The court said Douglas County officials acted in violation of the Religious Land Use and Institutionalized Persons Act when they refused to issue a special land use permit to the Victory Family Life Church.
Officials denied the church’s permit application because it did not meet the county’s three-acre requirement for houses of worship.
But Joel Oster, senior legal counsel for the Alliance Defense Fund, which helped fund the church’s case, called it an illegal ordinance that “only served to restrict churches and did not further any legitimate county interest.”
“It was particularly ludicrous because the church owns 2.8 acres,” said Oster, who submitted a friend-of-the-court brief [pdf file] Oct. 14.

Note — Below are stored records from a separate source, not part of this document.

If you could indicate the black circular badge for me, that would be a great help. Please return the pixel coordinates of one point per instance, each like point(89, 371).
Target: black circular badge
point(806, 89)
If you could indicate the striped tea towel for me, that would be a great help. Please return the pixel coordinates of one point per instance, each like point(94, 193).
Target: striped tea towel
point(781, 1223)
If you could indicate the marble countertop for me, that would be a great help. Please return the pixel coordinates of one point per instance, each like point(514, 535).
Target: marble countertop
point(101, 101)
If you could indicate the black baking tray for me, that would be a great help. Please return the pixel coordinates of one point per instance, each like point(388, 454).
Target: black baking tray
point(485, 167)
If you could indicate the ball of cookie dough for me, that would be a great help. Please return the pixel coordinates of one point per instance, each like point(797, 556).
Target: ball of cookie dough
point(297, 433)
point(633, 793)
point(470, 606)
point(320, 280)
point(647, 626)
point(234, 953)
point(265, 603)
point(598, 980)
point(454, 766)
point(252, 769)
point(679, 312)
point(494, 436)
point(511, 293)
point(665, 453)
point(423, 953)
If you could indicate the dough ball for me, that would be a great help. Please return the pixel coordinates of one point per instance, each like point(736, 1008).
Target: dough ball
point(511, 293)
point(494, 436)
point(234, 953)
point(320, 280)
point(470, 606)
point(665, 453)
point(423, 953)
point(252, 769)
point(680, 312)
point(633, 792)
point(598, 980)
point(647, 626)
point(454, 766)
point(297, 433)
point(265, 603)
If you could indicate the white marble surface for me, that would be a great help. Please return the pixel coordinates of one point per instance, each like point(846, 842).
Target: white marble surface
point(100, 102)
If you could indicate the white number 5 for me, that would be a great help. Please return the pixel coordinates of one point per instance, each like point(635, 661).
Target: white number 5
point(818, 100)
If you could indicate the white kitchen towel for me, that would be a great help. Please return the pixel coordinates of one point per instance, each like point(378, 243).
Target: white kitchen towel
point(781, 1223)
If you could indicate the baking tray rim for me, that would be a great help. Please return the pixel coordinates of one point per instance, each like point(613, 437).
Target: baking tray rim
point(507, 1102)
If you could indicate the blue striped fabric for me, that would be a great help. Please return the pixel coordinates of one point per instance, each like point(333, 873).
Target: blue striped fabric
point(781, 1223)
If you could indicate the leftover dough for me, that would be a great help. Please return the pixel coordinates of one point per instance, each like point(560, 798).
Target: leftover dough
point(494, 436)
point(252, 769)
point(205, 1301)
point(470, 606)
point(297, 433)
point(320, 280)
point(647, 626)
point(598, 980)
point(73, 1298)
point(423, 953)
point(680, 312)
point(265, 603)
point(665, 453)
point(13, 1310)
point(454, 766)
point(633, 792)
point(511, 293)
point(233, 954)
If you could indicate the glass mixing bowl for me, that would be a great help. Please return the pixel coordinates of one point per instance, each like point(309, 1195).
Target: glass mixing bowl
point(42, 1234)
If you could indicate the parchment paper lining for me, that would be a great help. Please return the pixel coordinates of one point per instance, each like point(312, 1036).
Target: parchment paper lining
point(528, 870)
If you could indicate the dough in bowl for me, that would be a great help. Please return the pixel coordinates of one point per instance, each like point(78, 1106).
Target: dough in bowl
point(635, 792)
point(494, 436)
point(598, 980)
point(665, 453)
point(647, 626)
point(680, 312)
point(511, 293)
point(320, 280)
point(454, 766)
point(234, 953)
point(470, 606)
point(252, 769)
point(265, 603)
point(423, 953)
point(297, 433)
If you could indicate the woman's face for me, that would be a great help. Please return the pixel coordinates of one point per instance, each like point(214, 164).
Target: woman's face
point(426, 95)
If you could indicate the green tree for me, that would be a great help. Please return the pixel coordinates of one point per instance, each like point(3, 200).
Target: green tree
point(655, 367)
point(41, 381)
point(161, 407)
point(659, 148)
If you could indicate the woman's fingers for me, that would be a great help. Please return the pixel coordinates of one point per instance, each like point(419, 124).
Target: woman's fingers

The three-acre minimum requirement was arbitrary and did not apply to any other organization or assembly, he argued.
ADF said Victory Family Life Church submitted its application June 16, 2003, in accordance with local zoning laws requiring houses of worship in the county to obtain a special land use permit prior to building or expanding.
The County Planning Staff and the Douglas County Planning and Zoning Commission voted to deny the church’s application, although both groups earlier recommended approval.
The Board of Commissioners voted twice to deny the permit, saying the church did not contain the necessary three acres for a place of worship and that the board had concerns about encroachment into a surrounding community.